“When you hear that Trump is bragging about the economy, I know better — it’s not trickling down to the workers at all. It’s staying in the boardrooms,” said Bryan Pietrzak, a machinist at Wabtec, Erie’s largest manufacturer, which builds locomotives and cut around 100 jobs late last year. The company has reduced Pietrzak’s schedule to every other week.
The state has averaged 565,600 manufacturing jobs each month in Trump’s first three years in office, according to data from the federal Bureau of Labor Statistics. In President Barack Obama’s last three years: 566,100.
Despite his big manufacturing promises and modest local results, for many supporters here, a disdain for Democrats and admiration for the president’s combative persona counted more than almost anything else.

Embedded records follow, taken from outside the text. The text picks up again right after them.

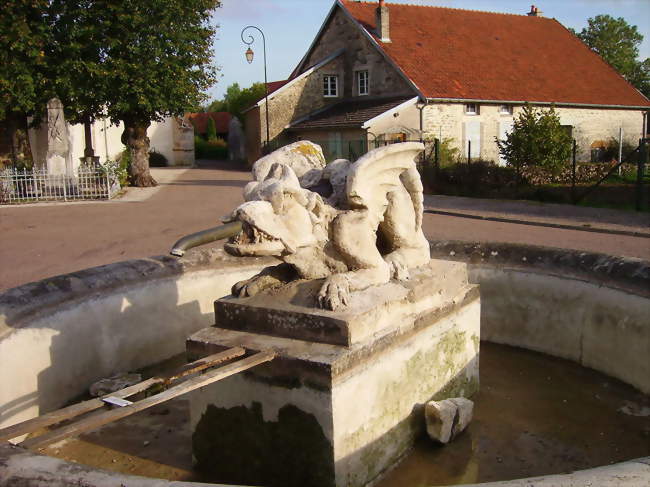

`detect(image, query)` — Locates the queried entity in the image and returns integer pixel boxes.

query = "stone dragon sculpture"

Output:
[225,141,429,310]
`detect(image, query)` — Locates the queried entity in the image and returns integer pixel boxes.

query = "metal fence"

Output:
[0,166,120,204]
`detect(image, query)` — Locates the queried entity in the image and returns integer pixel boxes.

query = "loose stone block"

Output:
[424,397,474,444]
[187,261,480,487]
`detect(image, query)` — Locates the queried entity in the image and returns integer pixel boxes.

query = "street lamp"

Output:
[241,25,270,151]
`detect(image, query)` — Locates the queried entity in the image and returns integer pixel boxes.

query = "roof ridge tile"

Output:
[341,0,540,20]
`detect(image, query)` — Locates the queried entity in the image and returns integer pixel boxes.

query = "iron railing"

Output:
[0,166,120,204]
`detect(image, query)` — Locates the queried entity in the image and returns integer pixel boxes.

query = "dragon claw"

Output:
[318,274,350,311]
[385,253,411,281]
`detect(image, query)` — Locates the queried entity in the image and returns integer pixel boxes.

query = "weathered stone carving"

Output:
[226,141,429,310]
[424,397,474,445]
[46,98,70,174]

Pennsylvania had 565,100 manufacturing jobs in December, according to the latest regional data — an increase of 0.7% from when Trump took office. That’s fewer manufacturing jobs than the state had for most of Obama’s second term, though the count declined sharply in the year leading up to Trump’s Nov. 2016 election. (Pietrzak lost his job in that 2016 downturn, but returned in 2018).

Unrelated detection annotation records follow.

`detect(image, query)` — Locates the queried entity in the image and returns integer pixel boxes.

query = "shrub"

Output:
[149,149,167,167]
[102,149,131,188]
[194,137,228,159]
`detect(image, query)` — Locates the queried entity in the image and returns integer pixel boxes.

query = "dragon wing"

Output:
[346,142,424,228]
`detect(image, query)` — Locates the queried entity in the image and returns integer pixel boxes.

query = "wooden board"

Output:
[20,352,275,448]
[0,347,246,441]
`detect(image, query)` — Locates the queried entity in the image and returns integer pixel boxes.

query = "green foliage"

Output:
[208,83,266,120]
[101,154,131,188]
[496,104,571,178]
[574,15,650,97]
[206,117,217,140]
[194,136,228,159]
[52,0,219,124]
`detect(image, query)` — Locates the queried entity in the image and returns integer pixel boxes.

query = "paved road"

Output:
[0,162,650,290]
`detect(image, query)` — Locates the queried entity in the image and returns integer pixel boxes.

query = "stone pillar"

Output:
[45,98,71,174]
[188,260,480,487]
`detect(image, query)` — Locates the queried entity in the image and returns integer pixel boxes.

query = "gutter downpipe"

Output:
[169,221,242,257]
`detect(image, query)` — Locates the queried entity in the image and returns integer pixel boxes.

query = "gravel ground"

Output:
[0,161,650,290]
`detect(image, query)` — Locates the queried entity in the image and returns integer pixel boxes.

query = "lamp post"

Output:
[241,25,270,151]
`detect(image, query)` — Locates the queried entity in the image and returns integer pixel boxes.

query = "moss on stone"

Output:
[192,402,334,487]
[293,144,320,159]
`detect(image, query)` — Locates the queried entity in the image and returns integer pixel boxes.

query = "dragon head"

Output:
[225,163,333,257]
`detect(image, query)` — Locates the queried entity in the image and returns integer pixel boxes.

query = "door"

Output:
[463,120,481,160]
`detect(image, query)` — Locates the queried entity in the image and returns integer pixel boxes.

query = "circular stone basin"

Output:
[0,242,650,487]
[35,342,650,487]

In Erie, education and health service jobs have overtaken manufacturing, said Kenneth Louie, an economist at Penn State Behrend. That matches national trends. Erie Insurance recently surpassed Wabtec as the top employer. “The new services jobs, however, typically pay less than those in manufacturing,” Louie said.
In blustery downtown Erie, Corey Harris said he had gone from relying on food stamps while working nursing jobs to landing a manufacturing position at Lord Corp. that helped him make $60,000 last year.
“President Trump has delivered on his campaign promise to fight for American workers,” said Sarah Matthews, a Trump campaign spokeswoman. “The 2020 Democrat candidates want to eliminate union-negotiated healthcare and ban fracking, which would have a devastating impact on Pennsylvania’s manufacturing industry.”
In Erie, many are happy that Wabtec is still in business after the company bought the local facility from General Electric. But Wabtec instituted lower pay for new hires, and in recent months cut jobs through lay-offs and attrition. The company attributed the reduction to typical business cycles.
“We have had nothing but growth and it feels to me like my peers have been the same way because everybody’s busy,” said Robin Scheppner, the third-generation leader of the American Tinning & Galvanizing Company downtown.
On a recent morning at Viking Plastics in rural Corry, a few miles south of the New York state border, a robot pressed green seals into small plastic caps used to cap refrigerant in cars. Twenty years ago, two dozen people might have done the same thing by hand, said Kelly Goodsel, Viking’s president and CEO.
At the same time, he said, tariffs on plastic molds imported from China, part of Trump’s long-running trade war, have added costs and uncertainty, and he has seen signs of sluggishness. After years of economic gains, many people have bought the cars and refrigerators they needed, so there’s less demand for the plastic parts Viking provides for those products.